Remembering one of nation’s oldest female veterans


World War I Navy Yeoman Frieda Mae Hardin, who grew up in Portsmouth, spoke at the 1997 dedication of the Women in Military Service for America Memorial at Arlington National Cemetery, with her son (also a veteran) by her side.





By Nikki Blankenship

Scioto County Candor


Though Portsmouth is the home of many who have volunteered their lives in service of their country, few know that it is also the home of the nation’s oldest female veteran.

Frieda Hardin was born Sept. 22, 1896. She lived to be 103-years-old before she died on Aug. 9, 2000. According to the Arlington National Cemetery Website, she was the nation’s oldest female veteran before she passed.

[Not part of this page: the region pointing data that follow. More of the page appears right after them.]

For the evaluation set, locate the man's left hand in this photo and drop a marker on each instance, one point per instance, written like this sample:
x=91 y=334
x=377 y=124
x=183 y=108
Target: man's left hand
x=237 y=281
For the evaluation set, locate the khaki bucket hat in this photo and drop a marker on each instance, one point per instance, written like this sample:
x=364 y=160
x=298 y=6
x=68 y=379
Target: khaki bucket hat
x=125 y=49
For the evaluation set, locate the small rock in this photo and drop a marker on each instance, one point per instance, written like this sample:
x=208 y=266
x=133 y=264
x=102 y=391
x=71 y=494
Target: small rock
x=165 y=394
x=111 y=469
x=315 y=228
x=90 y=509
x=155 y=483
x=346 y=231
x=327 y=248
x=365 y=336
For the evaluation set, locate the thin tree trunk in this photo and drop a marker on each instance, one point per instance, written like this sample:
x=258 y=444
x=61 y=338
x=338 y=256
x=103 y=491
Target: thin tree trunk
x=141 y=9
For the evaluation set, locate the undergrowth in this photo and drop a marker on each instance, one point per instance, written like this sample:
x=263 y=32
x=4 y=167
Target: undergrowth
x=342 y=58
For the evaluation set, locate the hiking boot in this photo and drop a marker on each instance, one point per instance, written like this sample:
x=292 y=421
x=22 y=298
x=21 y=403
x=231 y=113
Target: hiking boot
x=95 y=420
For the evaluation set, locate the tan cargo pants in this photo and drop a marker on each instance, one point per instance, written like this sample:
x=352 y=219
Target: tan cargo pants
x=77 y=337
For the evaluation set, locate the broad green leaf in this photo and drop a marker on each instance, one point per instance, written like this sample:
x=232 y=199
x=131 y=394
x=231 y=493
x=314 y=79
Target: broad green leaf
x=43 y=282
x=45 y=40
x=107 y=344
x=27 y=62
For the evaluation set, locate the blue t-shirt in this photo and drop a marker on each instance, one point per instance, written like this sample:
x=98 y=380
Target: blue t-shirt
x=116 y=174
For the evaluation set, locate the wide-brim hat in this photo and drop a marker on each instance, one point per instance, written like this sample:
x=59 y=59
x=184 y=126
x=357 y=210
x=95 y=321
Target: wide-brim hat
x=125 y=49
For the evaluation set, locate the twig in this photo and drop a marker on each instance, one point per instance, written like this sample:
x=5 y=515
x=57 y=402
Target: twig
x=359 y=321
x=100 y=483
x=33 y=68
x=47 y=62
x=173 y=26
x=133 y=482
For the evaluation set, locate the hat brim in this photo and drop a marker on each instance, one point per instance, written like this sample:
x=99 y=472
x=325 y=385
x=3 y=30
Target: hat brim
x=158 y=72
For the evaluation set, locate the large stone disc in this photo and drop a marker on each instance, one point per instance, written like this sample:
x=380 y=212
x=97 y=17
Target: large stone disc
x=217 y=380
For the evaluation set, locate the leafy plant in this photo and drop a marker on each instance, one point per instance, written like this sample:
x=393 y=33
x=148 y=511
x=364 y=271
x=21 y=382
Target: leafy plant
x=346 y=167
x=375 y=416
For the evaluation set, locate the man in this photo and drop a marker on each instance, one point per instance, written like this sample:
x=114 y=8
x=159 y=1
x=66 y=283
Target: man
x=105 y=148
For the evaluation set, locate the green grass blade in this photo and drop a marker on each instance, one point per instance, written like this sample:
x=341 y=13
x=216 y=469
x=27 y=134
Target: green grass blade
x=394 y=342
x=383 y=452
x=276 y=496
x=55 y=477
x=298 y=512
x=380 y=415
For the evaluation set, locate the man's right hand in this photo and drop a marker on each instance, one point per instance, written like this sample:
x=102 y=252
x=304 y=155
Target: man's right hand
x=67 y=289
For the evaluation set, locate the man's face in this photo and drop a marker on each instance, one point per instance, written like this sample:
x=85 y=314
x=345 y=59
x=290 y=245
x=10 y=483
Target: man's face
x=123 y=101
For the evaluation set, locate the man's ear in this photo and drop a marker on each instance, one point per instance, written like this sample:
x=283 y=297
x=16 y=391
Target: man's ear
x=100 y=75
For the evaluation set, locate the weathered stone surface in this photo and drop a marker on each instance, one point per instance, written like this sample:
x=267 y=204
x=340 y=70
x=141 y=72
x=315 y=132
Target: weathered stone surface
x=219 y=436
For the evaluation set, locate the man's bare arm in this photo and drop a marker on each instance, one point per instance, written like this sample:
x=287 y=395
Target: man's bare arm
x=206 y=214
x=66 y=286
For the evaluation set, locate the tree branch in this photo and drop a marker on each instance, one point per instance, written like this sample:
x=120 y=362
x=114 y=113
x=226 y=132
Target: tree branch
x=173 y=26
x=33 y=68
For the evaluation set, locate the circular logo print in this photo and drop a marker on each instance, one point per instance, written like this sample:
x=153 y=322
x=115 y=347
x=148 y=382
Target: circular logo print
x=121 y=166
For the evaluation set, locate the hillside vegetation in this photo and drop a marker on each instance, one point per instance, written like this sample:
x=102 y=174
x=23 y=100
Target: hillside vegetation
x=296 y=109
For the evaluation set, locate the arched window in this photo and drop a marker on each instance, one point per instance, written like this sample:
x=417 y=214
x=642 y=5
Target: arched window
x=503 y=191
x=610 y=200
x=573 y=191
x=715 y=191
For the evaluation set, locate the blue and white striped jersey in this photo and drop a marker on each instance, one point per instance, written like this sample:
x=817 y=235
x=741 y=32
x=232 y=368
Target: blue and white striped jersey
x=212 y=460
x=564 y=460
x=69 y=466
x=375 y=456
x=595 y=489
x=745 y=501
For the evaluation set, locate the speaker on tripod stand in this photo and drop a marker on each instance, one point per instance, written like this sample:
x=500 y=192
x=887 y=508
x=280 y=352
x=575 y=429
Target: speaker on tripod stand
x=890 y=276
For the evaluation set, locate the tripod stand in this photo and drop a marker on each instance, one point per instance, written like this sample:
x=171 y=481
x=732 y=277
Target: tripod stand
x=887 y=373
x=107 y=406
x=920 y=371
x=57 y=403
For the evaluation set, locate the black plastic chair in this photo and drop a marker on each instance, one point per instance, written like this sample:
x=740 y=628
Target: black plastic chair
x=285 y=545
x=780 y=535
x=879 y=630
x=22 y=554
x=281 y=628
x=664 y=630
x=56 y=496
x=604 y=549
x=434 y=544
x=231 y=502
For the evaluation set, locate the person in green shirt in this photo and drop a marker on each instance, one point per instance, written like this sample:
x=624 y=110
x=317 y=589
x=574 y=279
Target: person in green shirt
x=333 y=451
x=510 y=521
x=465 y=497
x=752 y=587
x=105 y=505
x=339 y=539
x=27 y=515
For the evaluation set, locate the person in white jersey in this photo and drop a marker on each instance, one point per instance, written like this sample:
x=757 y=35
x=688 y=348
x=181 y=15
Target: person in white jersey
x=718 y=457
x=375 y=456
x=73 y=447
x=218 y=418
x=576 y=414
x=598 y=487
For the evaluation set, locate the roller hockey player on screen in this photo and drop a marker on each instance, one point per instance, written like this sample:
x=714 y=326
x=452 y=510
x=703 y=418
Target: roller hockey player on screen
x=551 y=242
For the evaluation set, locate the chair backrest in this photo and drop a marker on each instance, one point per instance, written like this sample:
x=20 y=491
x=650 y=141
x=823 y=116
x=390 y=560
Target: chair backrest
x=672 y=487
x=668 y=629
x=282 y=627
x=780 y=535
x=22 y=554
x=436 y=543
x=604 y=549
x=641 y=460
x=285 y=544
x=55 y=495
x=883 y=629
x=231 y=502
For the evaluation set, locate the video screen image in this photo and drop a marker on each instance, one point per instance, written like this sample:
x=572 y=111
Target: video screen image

Despite her parents’ wishes, Hardin joined the US Navy during World War I. At the time, women were not allowed to vote. According to articles on the Arlington National Cemetery website, Navy Secretary Josephus Daniels asked women to enlist in the Naval Reserve in March of 1917 as an effort to free sailors for combat duty.

Hardin’s father worked for the railroad, as many in the area did at the time. He moved his family to Kentucky and then Ohio. In Portsmouth, Hardin went to work for a local department store. Then in 1918, she saw a notice in the newspaper explaining that a Navy recruiter would be coming to town.

“I heard about the Navy taking women on a Saturday night, and I signed up first thing Monday morning,” she reveals in historical accounts.

According to her story, she called her mother as soon as she enlisted. Her mother ordered her home immediately. Though her mother tried to prevent Hardin from enlisting, her father decided to let her go.

Hardin was one of nearly 12,000 women who served in the Navy during WWI. They worked during wartime as clerks, draftsmen, translators, camouflage designers and recruiters. Designated Yeomen (F), meaning female, the women were known as Yeomanettes.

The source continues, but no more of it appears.